Dark energy with non-adiabatic sound speed: initial conditions and detectability
Guillermo Ballesteros, Julien Lesgourgues
TL;DR
This work analyzes a dark-energy fluid with a constant equation of state $w$ and constant sound speed $c_s$, focusing on the initial conditions for perturbations and their detectability with Planck CMB data cross-correlated with LSST-like galaxy maps. The authors derive generalized, non-adiabatic initial conditions and late-time attractor solutions in both synchronous and conformal Newtonian gauges, showing that perturbation evolution becomes largely independent of initial data once attractors are reached.

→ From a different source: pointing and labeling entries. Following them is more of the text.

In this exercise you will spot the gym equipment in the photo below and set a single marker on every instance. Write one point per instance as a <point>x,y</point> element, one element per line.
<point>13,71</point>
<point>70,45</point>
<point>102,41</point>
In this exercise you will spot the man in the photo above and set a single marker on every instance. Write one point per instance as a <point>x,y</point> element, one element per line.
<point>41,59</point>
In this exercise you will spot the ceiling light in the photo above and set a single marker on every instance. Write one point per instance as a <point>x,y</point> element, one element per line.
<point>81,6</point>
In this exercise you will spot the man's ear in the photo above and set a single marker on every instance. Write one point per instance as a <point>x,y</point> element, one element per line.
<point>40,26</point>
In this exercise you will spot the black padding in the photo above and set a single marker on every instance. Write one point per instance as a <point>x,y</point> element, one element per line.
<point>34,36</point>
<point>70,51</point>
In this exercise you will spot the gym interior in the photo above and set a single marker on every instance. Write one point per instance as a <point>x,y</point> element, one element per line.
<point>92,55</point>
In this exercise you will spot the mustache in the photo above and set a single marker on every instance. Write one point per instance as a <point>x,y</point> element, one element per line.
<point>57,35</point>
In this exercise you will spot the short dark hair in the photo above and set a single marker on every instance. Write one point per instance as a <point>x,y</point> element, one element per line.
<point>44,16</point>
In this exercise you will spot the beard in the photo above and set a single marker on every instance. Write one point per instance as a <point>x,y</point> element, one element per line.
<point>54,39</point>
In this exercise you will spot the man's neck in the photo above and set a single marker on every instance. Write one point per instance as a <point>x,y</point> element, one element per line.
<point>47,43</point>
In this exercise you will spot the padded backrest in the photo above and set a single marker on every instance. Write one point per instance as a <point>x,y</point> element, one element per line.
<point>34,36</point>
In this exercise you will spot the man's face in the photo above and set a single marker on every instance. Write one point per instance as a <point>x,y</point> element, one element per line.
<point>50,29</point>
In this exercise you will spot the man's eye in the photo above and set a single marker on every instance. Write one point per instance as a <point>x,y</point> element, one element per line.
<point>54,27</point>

Through full mock likelihood analyses, they find Planck alone cannot detect $c_s$, but Planck plus LSST can constrain the order of magnitude of $c_s$ and exclude $c_s\to0$, with sensitivity depending on $w$ and marginally on $\sum m_\nu$. The results underscore the importance of incorporating attractor dynamics and generalized initial conditions in forecasts and demonstrate realistic prospects for distinguishing dark-energy clustering scenarios with future data.
Abstract
Assuming that the universe contains a dark energy fluid with a constant linear equation of state and a constant sound speed, we study the prospects of detecting dark energy perturbations using CMB data from Planck, cross-correlated with galaxy distribution maps from a survey like LSST. We update previous estimates by carrying a full exploration of the mock data likelihood for key fiducial models. We find that it will only be possible to exclude values of the sound speed very close to zero, while Planck data alone is not powerful enough for achieving any detection, even with lensing extraction. We also discuss the issue of initial conditions for dark energy perturbations in the radiation and matter epochs, generalizing the usual adiabatic conditions to include the sound speed effect. However, for most purposes, the existence of attractor solutions renders the perturbation evolution nearly independent of these initial conditions.